I am trying to extract all words from an image using java wrapper with the below settings. I am observing instances where words from two different blocks exist in the same region (The regions for two words coming from different blocks are overlapping).This is causing duplication of data.

i am iterating on each block, paragraph, and getting words from paragraph. Is it possible for two BT_Text blocks to overlap?
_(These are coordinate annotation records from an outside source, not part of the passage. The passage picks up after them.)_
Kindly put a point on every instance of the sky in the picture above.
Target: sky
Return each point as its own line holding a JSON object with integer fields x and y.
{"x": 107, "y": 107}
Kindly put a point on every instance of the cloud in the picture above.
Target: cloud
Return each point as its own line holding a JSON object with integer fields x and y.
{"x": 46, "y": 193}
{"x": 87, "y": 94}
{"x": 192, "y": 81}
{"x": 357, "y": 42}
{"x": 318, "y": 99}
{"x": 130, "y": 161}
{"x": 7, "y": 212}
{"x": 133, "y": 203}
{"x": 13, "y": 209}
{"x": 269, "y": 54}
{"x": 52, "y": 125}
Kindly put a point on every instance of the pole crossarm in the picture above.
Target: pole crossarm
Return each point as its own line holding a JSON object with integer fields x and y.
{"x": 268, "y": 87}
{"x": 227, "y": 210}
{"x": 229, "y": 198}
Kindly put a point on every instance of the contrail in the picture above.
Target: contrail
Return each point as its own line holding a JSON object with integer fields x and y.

If yes, how do I avoid this?

IRecognizerParams iRecognizerParams = engine.CreateRecognizerParams();
iRecognizerParams.setSaveCharacterRecognitionVariants(true);
iRecognizerParams.setSaveWordRecognitionVariants(true);
iRecognizerParams.setSaveCharacterRegions(true);
iRecognizerParams.setProhibitHyphenation(true);
iRecognizerParams.setExactConfidenceCalculation(true);pageAnalysisParams.setDetectPictures(false);

IPageAnalysisParams pageAnalysisParams = engine.CreatePageAnalysisParams();
pageAnalysisParams.setEnableTextExtractionMode(true);
pageAnalysisParams.setDetectPictures(false);
pageAnalysisParams.setDetectTables(false);
pageAnalysisParams.setDetectVectorGraphics(false);
pageAnalysisParams.setPaperSizeDetectionMode(PaperSizeDetectionModeEnum.PSDM_CloseToImageSize);
pageAnalysisParams.setProhibitDoublePageMode(true);
pageAnalysisParams.setProhibitDoublePageMode(true);
pageAnalysisParams.setProhibitCJKColumns(true);